Democrats did not hear what they wanted to hear in the Mueller report. Now their new battle centers on President Donald Trump’s tax returns.
House Ways and Means Committee Chairman Richard Neal, D-Mass., filed a lawsuit Tuesday against Treasury Secretary Steven Mnuchin and IRS Commissioner Charles Rettig to obtain years of the president’s tax returns.
The committee requested Trump’s tax returns in March, citing section 6103 of the Internal Revenue Code, which states the Treasury Department “shall furnish” 10 years of tax returns to one of three congressional committees: the House Ways and Means Committee, the Senate Finance Committee, or the Joint Committee on Taxation.
Citing guidance from the Department of Justice, Mnuchin rejected the subpoena in May, arguing the request had not “legitimate legislative purpose.”
In the lawsuit filed Tuesday, Democrats are demanding the court to enforce the subpoena requesting the returns and maintain they do not need to justify their request under that statute.
They argue in court filings that the committee has the right to access Trump’s private tax information under that section of the federal tax code which states the Treasury “shall furnish” an individual’s returns if a formal written request is made.
“In refusing to comply with the statute, Defendants have mounted an extraordinary attack on the authority of Congress to obtain information needed to conduct oversight of Treasury, the IRS, and the tax laws on behalf of the American people who participate in the Nation’s voluntary tax system,” the complaint says.
“The Committee has been unable to evaluate President Trump’s claims about the audit program or investigate its other concerns because the President has declined to follow the practice of every elected President since Richard Nixon of voluntarily disclosing their tax returns,” the court filing states.
“Without reviewing the requested return materials, the committee cannot ensure that the IRS’s audit process is functioning fairly and effectively, understand how provisions of the tax code are implicated by President Trump’s returns, or exercise its legislative judgment to determine whether changes to the code may be warranted.”
The New York State Senate is also are waging a battle demanding the president release his tax returns.
The New York Senate passed legislation in May authorizing the release of tax returns, circumventing the confidentiality of the returns.
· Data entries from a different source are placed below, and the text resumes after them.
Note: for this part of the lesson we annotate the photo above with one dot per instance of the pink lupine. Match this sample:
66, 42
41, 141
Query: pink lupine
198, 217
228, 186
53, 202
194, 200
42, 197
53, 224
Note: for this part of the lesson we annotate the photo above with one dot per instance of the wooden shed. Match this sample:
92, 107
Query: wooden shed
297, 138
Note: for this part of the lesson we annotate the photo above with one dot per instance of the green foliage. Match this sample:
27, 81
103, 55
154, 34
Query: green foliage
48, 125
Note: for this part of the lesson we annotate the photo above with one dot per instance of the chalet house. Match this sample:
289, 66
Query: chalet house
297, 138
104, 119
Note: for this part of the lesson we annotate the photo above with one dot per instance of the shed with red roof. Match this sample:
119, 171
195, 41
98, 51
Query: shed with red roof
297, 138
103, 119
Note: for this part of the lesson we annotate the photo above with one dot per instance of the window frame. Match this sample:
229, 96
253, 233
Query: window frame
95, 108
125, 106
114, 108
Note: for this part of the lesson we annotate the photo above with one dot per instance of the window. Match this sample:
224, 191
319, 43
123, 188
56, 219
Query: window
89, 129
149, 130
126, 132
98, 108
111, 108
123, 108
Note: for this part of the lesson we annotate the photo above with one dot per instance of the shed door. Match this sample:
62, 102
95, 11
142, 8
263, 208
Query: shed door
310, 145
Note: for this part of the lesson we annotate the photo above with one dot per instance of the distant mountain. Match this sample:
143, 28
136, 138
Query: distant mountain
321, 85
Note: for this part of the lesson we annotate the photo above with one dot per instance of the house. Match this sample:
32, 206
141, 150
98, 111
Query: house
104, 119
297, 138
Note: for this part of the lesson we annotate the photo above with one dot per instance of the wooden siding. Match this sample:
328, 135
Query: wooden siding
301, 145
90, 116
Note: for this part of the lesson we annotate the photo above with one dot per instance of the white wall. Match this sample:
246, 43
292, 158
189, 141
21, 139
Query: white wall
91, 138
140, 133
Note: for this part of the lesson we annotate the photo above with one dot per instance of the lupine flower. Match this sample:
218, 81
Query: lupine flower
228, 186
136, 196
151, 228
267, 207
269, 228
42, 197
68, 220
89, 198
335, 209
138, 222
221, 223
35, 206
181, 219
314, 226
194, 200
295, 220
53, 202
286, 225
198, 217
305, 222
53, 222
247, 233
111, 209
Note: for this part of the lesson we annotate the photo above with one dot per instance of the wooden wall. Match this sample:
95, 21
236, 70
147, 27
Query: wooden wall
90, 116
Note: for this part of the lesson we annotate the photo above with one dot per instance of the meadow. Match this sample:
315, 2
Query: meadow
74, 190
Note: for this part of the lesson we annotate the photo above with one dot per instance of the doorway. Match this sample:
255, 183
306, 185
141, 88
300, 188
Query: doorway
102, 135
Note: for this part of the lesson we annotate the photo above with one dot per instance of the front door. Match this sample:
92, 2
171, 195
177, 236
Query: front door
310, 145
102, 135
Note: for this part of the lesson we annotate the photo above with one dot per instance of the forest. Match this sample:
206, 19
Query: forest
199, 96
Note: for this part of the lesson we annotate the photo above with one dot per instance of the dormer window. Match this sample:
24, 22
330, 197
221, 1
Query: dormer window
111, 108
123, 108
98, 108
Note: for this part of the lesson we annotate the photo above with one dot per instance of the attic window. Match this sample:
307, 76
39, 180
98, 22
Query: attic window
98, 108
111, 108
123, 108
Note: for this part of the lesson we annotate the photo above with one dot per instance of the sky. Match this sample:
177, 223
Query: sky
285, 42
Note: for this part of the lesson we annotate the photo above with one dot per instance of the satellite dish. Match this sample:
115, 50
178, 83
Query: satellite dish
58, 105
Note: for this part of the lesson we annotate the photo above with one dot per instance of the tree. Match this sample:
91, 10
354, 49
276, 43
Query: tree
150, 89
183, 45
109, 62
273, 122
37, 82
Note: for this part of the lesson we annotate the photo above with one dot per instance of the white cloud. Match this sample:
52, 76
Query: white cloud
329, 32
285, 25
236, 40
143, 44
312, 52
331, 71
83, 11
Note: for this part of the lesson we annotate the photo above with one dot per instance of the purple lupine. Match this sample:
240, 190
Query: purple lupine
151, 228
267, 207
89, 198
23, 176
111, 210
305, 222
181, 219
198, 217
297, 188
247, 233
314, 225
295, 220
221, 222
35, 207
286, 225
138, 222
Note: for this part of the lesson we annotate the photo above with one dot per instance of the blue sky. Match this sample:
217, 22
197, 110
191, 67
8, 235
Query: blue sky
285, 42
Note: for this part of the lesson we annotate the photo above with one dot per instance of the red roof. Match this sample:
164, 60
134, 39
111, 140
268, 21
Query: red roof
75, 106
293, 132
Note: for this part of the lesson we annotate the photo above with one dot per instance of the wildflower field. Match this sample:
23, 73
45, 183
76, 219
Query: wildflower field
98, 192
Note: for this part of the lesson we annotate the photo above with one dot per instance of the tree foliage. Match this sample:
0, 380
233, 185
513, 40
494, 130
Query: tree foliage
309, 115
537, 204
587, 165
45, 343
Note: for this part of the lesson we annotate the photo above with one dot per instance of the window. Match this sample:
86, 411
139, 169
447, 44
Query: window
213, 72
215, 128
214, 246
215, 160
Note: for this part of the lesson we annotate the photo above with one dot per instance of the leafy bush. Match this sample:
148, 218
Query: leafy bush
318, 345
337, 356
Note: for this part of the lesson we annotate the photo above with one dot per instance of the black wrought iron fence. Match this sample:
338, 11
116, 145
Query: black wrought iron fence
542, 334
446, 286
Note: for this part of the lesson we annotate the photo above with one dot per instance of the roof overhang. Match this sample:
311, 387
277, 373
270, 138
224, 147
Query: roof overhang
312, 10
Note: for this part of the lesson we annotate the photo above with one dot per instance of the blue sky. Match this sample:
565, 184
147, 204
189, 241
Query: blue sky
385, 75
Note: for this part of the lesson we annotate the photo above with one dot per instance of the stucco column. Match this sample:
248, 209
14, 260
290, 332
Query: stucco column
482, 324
New York Senate bill, S2271, mandates the disclosure of tax returns by statewide elected officials including the president of the United States.
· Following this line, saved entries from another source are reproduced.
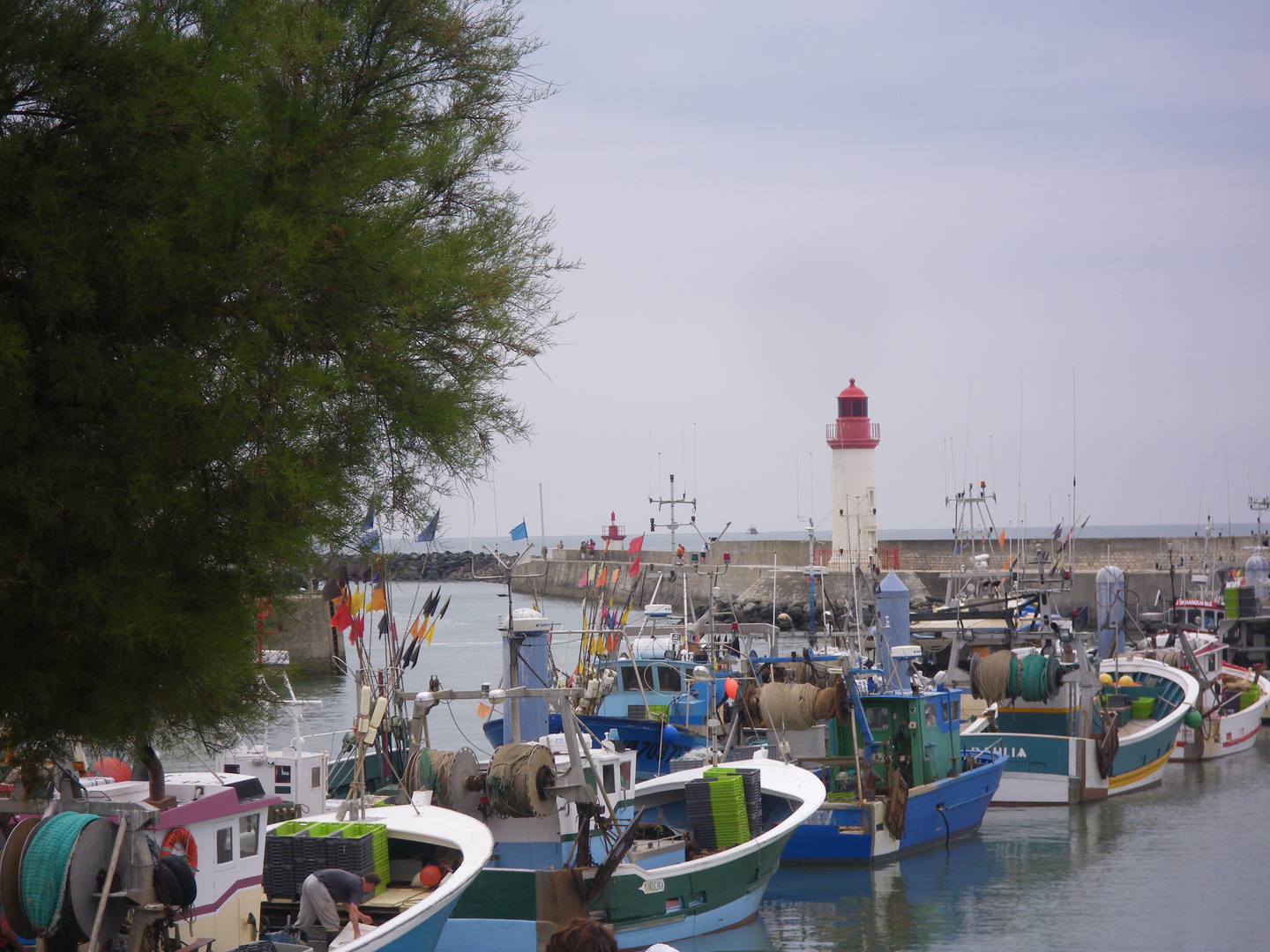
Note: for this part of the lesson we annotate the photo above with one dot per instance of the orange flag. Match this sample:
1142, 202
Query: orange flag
342, 619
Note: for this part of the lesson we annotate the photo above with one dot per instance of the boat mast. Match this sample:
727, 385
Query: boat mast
673, 524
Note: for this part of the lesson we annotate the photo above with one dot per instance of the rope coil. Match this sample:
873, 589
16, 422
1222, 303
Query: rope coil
788, 706
1004, 674
45, 866
513, 781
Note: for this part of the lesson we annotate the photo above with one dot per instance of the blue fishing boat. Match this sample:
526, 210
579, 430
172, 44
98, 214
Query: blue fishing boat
897, 776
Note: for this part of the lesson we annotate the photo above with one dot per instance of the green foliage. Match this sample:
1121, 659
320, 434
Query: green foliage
256, 271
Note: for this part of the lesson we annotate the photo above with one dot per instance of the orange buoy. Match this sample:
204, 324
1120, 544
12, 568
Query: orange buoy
430, 876
181, 842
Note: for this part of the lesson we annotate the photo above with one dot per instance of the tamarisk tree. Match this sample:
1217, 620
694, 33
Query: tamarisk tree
259, 265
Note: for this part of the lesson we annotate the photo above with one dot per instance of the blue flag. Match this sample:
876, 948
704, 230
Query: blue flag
370, 536
430, 531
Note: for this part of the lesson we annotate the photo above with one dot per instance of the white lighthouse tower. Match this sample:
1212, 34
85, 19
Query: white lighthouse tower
855, 508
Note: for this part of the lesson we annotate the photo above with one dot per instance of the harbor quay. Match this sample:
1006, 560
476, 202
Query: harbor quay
742, 584
743, 571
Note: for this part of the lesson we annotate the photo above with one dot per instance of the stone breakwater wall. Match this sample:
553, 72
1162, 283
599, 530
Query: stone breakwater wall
439, 566
1128, 554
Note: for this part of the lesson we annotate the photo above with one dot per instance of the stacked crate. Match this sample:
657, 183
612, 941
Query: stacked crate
716, 810
753, 785
297, 848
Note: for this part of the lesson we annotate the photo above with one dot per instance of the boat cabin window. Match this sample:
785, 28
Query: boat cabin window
878, 718
249, 834
669, 680
225, 844
629, 675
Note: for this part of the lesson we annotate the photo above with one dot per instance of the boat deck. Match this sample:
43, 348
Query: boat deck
392, 902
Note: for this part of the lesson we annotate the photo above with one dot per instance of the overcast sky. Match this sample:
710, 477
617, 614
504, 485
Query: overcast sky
1036, 235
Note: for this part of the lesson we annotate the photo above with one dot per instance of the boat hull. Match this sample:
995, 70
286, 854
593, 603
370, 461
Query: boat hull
643, 903
937, 814
1050, 768
418, 926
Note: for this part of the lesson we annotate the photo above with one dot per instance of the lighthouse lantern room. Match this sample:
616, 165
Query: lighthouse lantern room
855, 508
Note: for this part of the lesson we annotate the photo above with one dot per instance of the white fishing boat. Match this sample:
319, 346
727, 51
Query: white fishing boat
187, 852
1231, 703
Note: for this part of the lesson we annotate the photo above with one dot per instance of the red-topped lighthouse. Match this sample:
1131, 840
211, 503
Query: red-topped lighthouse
855, 508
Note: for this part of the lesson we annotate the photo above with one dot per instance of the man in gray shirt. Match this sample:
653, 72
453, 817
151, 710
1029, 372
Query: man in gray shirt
324, 889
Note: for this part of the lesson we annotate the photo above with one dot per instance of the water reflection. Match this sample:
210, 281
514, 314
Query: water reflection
1162, 868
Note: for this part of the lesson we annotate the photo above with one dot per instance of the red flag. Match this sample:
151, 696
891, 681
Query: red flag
342, 619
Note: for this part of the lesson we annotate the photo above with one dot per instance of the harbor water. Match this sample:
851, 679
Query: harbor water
1181, 866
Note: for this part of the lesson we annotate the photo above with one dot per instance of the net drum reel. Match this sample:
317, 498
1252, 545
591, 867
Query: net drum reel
60, 873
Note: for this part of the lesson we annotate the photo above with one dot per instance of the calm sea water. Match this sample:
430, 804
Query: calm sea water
1183, 866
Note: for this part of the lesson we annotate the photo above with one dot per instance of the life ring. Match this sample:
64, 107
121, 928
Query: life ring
181, 842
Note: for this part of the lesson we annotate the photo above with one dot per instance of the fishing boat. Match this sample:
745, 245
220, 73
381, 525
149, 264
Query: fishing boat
889, 753
1232, 700
1070, 736
409, 909
577, 837
188, 851
577, 834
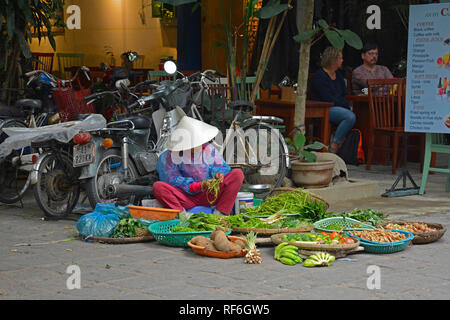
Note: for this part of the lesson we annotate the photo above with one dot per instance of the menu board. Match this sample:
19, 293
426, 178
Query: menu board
428, 73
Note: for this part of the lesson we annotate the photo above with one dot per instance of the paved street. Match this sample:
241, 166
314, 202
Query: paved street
35, 255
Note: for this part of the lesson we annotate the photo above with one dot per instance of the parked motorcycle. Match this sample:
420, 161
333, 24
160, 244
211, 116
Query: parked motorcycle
126, 152
36, 110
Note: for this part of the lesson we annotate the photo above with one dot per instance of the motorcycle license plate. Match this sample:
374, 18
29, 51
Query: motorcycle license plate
83, 154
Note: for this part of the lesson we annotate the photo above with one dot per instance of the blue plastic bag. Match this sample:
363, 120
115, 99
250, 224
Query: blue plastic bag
199, 209
102, 221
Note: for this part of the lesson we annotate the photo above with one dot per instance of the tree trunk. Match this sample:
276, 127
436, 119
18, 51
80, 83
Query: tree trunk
305, 15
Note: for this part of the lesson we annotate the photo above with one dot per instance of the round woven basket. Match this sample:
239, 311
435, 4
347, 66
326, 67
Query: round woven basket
424, 237
311, 196
330, 248
270, 232
118, 240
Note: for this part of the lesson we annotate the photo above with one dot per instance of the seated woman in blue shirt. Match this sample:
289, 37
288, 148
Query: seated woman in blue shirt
328, 85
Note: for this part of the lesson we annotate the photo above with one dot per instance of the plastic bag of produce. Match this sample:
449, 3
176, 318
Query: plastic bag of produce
102, 221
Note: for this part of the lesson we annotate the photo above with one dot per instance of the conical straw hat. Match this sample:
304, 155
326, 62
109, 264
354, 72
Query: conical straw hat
190, 133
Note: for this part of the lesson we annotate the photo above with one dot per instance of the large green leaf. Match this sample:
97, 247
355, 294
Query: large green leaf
303, 37
334, 38
271, 9
310, 157
299, 141
352, 39
322, 23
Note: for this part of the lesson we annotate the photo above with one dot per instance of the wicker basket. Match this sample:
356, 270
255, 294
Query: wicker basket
424, 237
330, 248
162, 233
386, 248
270, 232
347, 223
312, 196
219, 254
153, 213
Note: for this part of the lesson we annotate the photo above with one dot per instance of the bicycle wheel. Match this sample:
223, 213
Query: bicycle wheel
14, 177
259, 150
58, 189
109, 171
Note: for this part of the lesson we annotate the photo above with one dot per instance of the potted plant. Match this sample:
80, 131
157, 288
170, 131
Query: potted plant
307, 171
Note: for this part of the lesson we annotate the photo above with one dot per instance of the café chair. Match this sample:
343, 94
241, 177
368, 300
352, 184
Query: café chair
160, 75
66, 60
43, 61
387, 114
434, 142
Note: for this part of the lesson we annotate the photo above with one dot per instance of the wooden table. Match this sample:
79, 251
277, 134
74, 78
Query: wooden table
286, 110
361, 108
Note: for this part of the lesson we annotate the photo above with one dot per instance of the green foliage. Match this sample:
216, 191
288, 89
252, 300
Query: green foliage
231, 32
20, 20
195, 222
127, 228
338, 38
299, 148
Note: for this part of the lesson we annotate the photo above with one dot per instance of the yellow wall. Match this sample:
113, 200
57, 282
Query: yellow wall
114, 23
New York’s Democrat Governor Andrew Cuomo has indicated that he would sign the bill.
Trump’s 2005 tax return was recently leaked, but Democrats’ main goal is to publicly disclose the president’s tax returns from the 80s. Specifically, they are seeking returns involved in a 1984 trial, where Trump was accused of committing fraud.
Trump claimed zero revenue for his businesses and $600,000 in deductions with no documentation — plus, his tax preparer admitted to signing the tax return, but refused to admit he prepared the documents. However, the trial is 33 years old, and the statute of limitations for IRS actions on income tax is a mere three years.